Auch mit der neuen Bezeichnung bleiben die Glinicke Open das höchstdotierte deutsche Herren-Turnier im Rahmen von World Tennis und DTB Internationals presented by Wilson. Insgesamt werden wieder 30.000 US-Dollar Preisgeld augeschüttet, der Sieger im Einzel erhält 4612 Dollar, die Doppel-Gewinner 1782.

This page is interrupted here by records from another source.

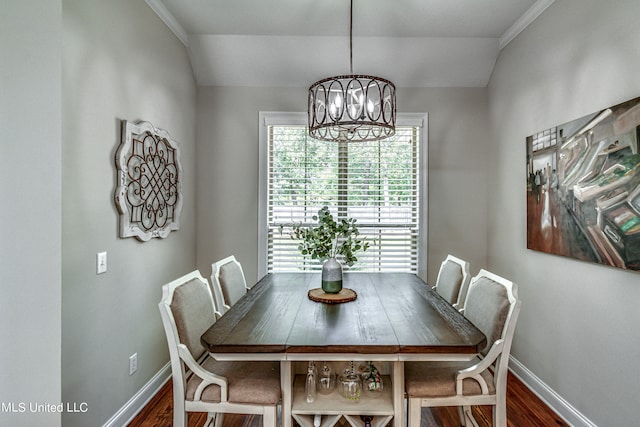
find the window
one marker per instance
(381, 183)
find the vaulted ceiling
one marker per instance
(279, 43)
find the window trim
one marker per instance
(277, 118)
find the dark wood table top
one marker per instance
(394, 313)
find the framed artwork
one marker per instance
(583, 188)
(149, 191)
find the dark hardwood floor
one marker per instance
(524, 409)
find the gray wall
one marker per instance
(227, 134)
(30, 236)
(578, 327)
(119, 62)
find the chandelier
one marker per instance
(353, 107)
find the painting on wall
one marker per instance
(583, 188)
(149, 191)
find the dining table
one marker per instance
(391, 318)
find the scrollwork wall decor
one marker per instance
(149, 191)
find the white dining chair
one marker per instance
(453, 280)
(492, 305)
(228, 283)
(200, 383)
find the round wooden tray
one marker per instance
(345, 295)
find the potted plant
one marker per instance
(326, 241)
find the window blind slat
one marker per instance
(377, 185)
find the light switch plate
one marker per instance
(101, 262)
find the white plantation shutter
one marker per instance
(375, 182)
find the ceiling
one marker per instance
(280, 43)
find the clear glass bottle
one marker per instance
(310, 384)
(326, 380)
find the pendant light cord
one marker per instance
(351, 38)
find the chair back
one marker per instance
(493, 306)
(228, 281)
(453, 279)
(187, 311)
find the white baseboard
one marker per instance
(140, 399)
(557, 404)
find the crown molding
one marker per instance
(163, 13)
(523, 22)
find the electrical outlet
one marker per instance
(101, 262)
(133, 363)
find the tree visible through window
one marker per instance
(375, 182)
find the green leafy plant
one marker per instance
(330, 238)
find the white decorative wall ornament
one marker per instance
(149, 192)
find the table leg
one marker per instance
(398, 393)
(286, 385)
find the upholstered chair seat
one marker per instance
(200, 383)
(492, 305)
(249, 382)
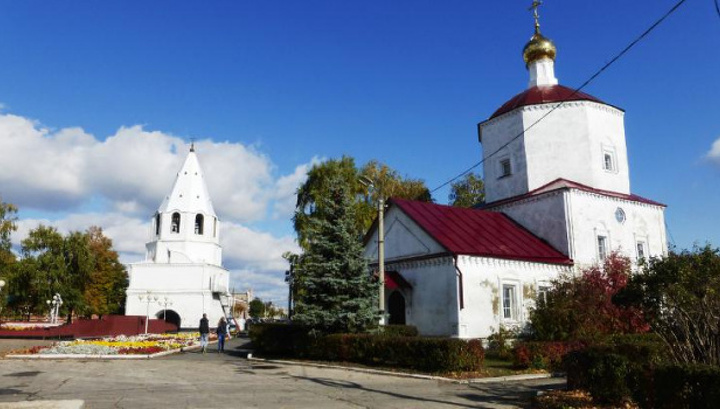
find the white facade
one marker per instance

Und die Meldeliste kann sich wahrhaft sehen lassen. Angeführt wird sie von einem hochinteressanten Spieler, der 2022 bei den Wilhelmshöhe Open im Doppel-Finale stand, an der Seite von Leopold Zima allerdings verlor: Tom Gentzsch. Da war er noch auf Rang 1476 in der ATP-Weltrangliste und im Einzel war bereits in der ersten Quali-Runde Schluss. Heute klopft der Ratinger an die Top 200 an. Mit Ranking 227 führt der 22-Jährige die Setzliste an (inzwischen hat er sich sogar auf Platz 217 verbessert). Tom Gentzsch kommt direkt aus Paris und London Kassel: Bei den French Open schied er in der dritten Qualifikations-Runde aus, in Wimbledon musste er sich in der zweiten Quali-Runde geschlagen geben. Für ihn waren es Premieren: Nie zuvor hatte Tom Gentzsch bei Grand Slams gespielt. Unter DTB-Bundestrainer Jan Velthuis hat er sich zur deutschen Nummer fünf hochgearbeitet, fernab aller Stützpunkte.

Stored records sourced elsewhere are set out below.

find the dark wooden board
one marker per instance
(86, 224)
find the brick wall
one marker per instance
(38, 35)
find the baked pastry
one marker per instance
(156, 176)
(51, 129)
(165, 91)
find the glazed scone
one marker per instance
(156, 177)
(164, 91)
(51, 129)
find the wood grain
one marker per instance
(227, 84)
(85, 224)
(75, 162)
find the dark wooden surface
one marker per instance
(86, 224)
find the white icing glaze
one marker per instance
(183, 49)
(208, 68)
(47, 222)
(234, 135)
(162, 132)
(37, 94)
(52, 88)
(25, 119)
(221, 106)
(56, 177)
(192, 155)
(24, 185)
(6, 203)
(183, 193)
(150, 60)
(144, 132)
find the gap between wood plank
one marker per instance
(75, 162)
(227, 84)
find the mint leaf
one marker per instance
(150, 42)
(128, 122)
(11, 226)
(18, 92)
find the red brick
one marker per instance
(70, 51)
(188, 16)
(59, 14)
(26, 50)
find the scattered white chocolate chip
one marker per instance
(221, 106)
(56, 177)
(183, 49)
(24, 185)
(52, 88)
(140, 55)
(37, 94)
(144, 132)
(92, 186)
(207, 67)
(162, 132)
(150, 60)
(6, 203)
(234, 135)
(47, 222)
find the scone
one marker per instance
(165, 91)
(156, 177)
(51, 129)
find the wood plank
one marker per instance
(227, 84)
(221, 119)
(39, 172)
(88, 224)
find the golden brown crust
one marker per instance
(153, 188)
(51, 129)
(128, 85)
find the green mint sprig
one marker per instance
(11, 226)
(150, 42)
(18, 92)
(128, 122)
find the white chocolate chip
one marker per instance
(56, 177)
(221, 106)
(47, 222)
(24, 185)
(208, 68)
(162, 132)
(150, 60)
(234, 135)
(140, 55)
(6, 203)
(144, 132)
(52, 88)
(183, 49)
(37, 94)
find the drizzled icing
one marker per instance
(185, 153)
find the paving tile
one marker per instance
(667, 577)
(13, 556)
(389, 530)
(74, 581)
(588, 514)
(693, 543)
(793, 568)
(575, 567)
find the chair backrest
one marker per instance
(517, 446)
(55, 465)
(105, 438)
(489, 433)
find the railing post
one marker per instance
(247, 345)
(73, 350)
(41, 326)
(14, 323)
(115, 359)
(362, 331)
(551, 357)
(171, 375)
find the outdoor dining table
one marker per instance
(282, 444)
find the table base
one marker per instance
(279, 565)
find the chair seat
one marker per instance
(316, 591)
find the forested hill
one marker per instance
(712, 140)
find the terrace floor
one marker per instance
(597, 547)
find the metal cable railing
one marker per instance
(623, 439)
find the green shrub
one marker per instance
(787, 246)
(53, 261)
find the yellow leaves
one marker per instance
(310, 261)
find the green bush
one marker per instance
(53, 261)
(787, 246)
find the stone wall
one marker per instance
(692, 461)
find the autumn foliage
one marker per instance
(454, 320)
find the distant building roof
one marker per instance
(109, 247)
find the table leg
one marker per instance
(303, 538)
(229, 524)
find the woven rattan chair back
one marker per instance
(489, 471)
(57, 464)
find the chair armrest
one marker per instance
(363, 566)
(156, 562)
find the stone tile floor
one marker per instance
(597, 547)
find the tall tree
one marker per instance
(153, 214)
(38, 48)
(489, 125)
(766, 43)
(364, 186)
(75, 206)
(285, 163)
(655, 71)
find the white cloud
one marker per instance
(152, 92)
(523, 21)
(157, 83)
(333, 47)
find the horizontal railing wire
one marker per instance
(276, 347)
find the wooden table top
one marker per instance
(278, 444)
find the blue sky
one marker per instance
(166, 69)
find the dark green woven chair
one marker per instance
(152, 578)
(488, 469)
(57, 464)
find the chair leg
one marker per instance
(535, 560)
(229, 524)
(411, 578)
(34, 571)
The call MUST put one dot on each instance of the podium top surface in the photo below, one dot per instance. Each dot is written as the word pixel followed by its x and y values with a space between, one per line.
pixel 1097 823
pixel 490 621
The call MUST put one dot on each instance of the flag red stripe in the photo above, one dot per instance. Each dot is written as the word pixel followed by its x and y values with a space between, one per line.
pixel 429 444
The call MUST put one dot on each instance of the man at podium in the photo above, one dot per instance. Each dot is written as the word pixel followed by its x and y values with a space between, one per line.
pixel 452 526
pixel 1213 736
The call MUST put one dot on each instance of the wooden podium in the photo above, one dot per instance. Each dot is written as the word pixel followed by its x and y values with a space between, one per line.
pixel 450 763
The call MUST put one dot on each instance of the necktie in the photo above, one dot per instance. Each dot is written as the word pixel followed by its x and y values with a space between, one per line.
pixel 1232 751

Nur viermal in der Wilhelmshöher Turniergeschichte war die Top-Position etwas höher als in diesem Jahr.
Ein Wiedersehen gibt es mit dem Vorjahresfinalisten Carlos Sanchez Jover (Spanien / ATP 371, an 4 gesetzt), von seinen starken Auftritten bis zum Endspiel 2025 in bester Erinnerung. Anton Matusevich (Großbritannien / ATP 385 / 5 ) gewann 2024 das Doppel in Kassel, sein Partner Kai Wehnelt sagte schon damals über ihn, dass da noch einiges zu erwarten sei. Und mit dem brasilianischen Dauerbrenner und Routinier Daniel Dutra da Silva (ATP 417 / 7) kommt der Finalist von 2024 wieder an die Burgfeldstraße.
Mit im Feld wird auch Lokalmatador Max Wiskandt (ATP 551) vom Gastgeber und Tennis-Zweitbundesligisten KTC Bad Wilhelmshöhe sein, auf ihn freuen sich vor allem die einheimischen Fans.
Neben Weltklasse-Tennis erwartet diese eine außergewöhnliche Atmosphäre mit Glinicke Lounge, Catering von den „fliegenden Köchen“ und ein buntes Rahmenprogramm mit Ladies Day (Mittwoch, 8. Juli, freier Eintritt und ein Glas Prosecco für Frauen, die ersten 50 erhalten Goodie-Bags), die Turnier-Party „Beef & Beer & Beats“ (Freitag, 10. Juli), KTC-Vorstellungstag (Montag, 6. Juli), Kids Day (Dienstag, 7. Juli) und vielem mehr.